03:11Vamos lembrar que a indústria nacional continua com aquela mega taxação de 50% dos Estados Unidos.
03:17Isso pode ser alvo, inclusive, das discussões entre o presidente Lula e Trump na reunião do mês de março, mas, de qualquer modo, a indústria continua penalizada por isso.
03:26E a indústria de transformação, no ano passado, teve uma performance muito ruim.
03:30No balanço que foi divulgado pelo IBGE, foi um segmento que teve variação negativa no ano passado, em termos de avanço da produção.

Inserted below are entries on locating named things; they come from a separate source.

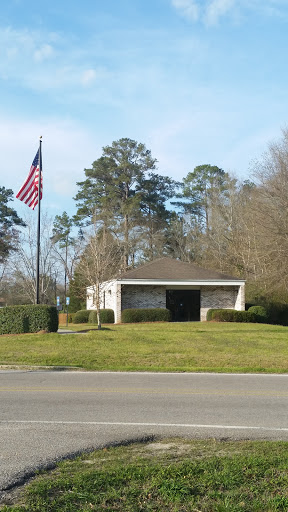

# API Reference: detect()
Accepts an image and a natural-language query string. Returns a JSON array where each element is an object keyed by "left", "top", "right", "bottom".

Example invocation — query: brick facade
[
  {"left": 200, "top": 286, "right": 240, "bottom": 322},
  {"left": 121, "top": 285, "right": 166, "bottom": 310},
  {"left": 87, "top": 280, "right": 245, "bottom": 323}
]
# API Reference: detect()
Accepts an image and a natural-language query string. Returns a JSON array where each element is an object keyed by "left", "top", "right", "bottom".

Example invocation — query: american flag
[{"left": 16, "top": 149, "right": 43, "bottom": 210}]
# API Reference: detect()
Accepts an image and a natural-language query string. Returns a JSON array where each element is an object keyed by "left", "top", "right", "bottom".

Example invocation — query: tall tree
[
  {"left": 175, "top": 164, "right": 228, "bottom": 232},
  {"left": 75, "top": 138, "right": 156, "bottom": 269},
  {"left": 137, "top": 173, "right": 179, "bottom": 261},
  {"left": 77, "top": 229, "right": 122, "bottom": 329}
]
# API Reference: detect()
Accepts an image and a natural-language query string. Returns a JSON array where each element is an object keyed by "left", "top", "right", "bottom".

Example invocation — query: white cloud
[
  {"left": 171, "top": 0, "right": 288, "bottom": 25},
  {"left": 34, "top": 44, "right": 54, "bottom": 62},
  {"left": 172, "top": 0, "right": 199, "bottom": 21},
  {"left": 204, "top": 0, "right": 235, "bottom": 25},
  {"left": 81, "top": 69, "right": 96, "bottom": 86}
]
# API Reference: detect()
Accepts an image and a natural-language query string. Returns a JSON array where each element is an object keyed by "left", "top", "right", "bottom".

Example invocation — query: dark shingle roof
[{"left": 120, "top": 258, "right": 241, "bottom": 281}]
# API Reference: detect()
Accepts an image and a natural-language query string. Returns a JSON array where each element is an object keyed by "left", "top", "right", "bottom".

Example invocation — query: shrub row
[
  {"left": 73, "top": 309, "right": 114, "bottom": 324},
  {"left": 121, "top": 308, "right": 171, "bottom": 323},
  {"left": 207, "top": 306, "right": 268, "bottom": 323},
  {"left": 88, "top": 309, "right": 114, "bottom": 324},
  {"left": 0, "top": 304, "right": 58, "bottom": 334}
]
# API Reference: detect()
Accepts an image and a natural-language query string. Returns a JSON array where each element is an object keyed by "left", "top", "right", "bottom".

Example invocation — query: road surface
[{"left": 0, "top": 370, "right": 288, "bottom": 498}]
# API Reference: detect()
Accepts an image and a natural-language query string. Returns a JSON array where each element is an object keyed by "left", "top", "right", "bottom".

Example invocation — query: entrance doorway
[{"left": 166, "top": 290, "right": 200, "bottom": 322}]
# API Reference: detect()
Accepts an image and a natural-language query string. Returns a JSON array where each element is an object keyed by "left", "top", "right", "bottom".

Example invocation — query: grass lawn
[
  {"left": 0, "top": 322, "right": 288, "bottom": 373},
  {"left": 0, "top": 439, "right": 288, "bottom": 512}
]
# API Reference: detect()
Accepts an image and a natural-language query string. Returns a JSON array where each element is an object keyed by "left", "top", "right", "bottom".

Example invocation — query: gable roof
[{"left": 120, "top": 258, "right": 243, "bottom": 281}]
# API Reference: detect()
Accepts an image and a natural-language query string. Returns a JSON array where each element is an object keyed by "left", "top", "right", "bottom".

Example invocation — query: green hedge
[
  {"left": 88, "top": 309, "right": 114, "bottom": 324},
  {"left": 73, "top": 309, "right": 91, "bottom": 324},
  {"left": 248, "top": 306, "right": 269, "bottom": 323},
  {"left": 207, "top": 309, "right": 258, "bottom": 322},
  {"left": 121, "top": 308, "right": 171, "bottom": 323},
  {"left": 0, "top": 304, "right": 58, "bottom": 334}
]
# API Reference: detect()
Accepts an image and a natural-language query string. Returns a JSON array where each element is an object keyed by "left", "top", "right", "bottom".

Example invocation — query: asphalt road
[{"left": 0, "top": 371, "right": 288, "bottom": 498}]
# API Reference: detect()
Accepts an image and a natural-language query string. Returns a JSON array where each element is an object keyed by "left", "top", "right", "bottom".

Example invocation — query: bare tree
[
  {"left": 77, "top": 229, "right": 123, "bottom": 329},
  {"left": 11, "top": 212, "right": 59, "bottom": 304}
]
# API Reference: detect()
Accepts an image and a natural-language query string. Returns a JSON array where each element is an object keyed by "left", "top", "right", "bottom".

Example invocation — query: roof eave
[{"left": 117, "top": 278, "right": 245, "bottom": 286}]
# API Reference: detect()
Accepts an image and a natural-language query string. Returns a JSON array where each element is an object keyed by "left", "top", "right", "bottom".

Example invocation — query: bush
[
  {"left": 248, "top": 306, "right": 269, "bottom": 323},
  {"left": 207, "top": 309, "right": 257, "bottom": 322},
  {"left": 58, "top": 313, "right": 74, "bottom": 324},
  {"left": 121, "top": 308, "right": 171, "bottom": 323},
  {"left": 88, "top": 309, "right": 114, "bottom": 324},
  {"left": 74, "top": 309, "right": 90, "bottom": 324},
  {"left": 0, "top": 304, "right": 58, "bottom": 334}
]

03:36Então, o que se imagina é que se os importados chegarem mais caros aqui no Brasil e pega aço também do âmbito do Mercosul, tem essas mudanças, tem outros produtos, uma taxação irrelevante que pode render para o governo mais 14 bilhões de reais com potencial de chegar a 20 bilhões.
03:54Mas, por enquanto, os cálculos apontam 14 bilhões.
03:57É protecionismo, né?
03:58Na prática, a gente precisa conferir se isso, de fato, estimula investimentos em produtividade, em competitividade.
04:04A indústria brasileira tem problemas, por exemplo, diferentes da concorrência internacional quanto ao custo de mão de obra, a própria formação da mão de obra.
04:13Então, temos problemas seríssimos do lado produtivo aqui no Brasil, mas o Brasil precisa ampliar investimentos exatamente nessa área, ganhar competitividade, acontecer com a indústria o que aconteceu com o agro.
04:24Por enquanto, se vê essa medida com uma certa ressalva, porque, na prática, se trata de mais protecionismo, que pode render mais para os cofres públicos.
04:32Obrigada, Denise Campos de Toledo, pela análise.